An der Alster ging es dann in den vorher eingeteilten 6-Personen Gruppen los. Ziel war es, den Bierkasten bei der Umrundung der Binnenalster zu leeren. Die ganz versierten Trinker spurteten los, aber auch Partyborn machte sich zügig auf den Weg. Interessant war, dass einige der Passanten ein von unseren Damen freundlich angebotenes Bier ablehnten, da sie schon von den vorangegangenen Reitgruppen das ein oder andere Exen mussten 😉

Unser Pensum hatten wir auf dem Weg nicht geschafft, tranken dann aber in unserer Runde die restlichen Biere vor der Ziellinie aus. Irgendwelche Reitgruppen schienen nicht fertig geworden zu sein und so gab es noch ein, zwei Bier als Wegzehrung für den Rückweg. In der Bahn versuchte Paderborn mal ein bisschen Stimmung in die lahme Truppe zu bekommen, aber irgendwie schienen diese nicht mehr zu Gesängen in der Lage gewesen zu sein. Auf der Reitanlage wartete dann schon eine chinesische Nudelpfanne auf uns und Gereon sorgte für die passende Musik. Während die meisten sich auf den Weg in die Turnhalle machten, blieben knapp 10 Leute, 4 davon Partyborner, dort und begannen auf den Bänken tanzend mit einer Art Privatparty. Nach einigen Runden Klopfer und Bier gingen wir gegen halb elf kurz zum Frischmachen in die Turnhalle. An ein kurzes Nickerchen war allerdings nicht zu denken, da Maggi, wohl besorgt wir würden nie mehr wieder aufstehen, alle 5 Minuten auf der Luma rumhüpfte und rief: „Nicht einschlafen, nicht einschlafen, nicht einschlafen!“. Die anderen hatten dann zusätzlich ihren Spaß einen von der Luma zu kugeln und so ergaben wir uns nach kurzer Zeit unserem Schicksal und machten uns, nachdem wir noch mit den anderen verbliebenden ein bisschen getrunken und gequatscht hatten, auf den Weg zur Party und sorgten dort ordentlich für Stimmung.

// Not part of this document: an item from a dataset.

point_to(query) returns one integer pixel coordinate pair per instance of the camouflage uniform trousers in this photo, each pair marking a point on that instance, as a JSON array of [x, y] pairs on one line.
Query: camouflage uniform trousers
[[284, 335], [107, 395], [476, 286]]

Kim bändelte unterdessen mit Oldenburg an, der Rest tanzte fröhlich bis tief in die Nacht. Auch an diesem Abend blieben wir wieder bis zum Schluss und halfen den Hamburgern dabei, für etwas Ordnung zu sorgen.

Am nächsten Morgen wurden schnell die Sachen zusammengepackt, bevor es zum Frühstück ging. Die Springpferde waren nicht alle ganz so willig an diesem Morgen und so kam es zu einiger Zeitverzögerung. Auch im Springen machte Lena wieder ihre Sache gut und kam eine Runde weiter, kräftig unterstützt vom Rest des Teams. Im L Springen lief es dann jedoch nicht so gut und nach etwas Pizza zum Mittagessen und noch etwas Gegrilltem ging es für die Schlabutruppe Richtung Heimat. Bei der Siegerehrung konnte sich die Mannschaft dann über einen 7. Platz freuen. Lena belegte den 6. Platz in der Dressur und im Springen wurde sie 8. In der Kombi summierte sich dies sogar zu einem 3. Platz! Aufgrund von an dem Wochenende aufkommenden völlig falschen Gerüchten erhielt Gereon, obwohl nur Schlabu, den Knotentanz(Bagger-)Preis. Besonders konnten wir uns über den Survival Cup freuen, den wir uns das Wochenende über redlich verdient hatten.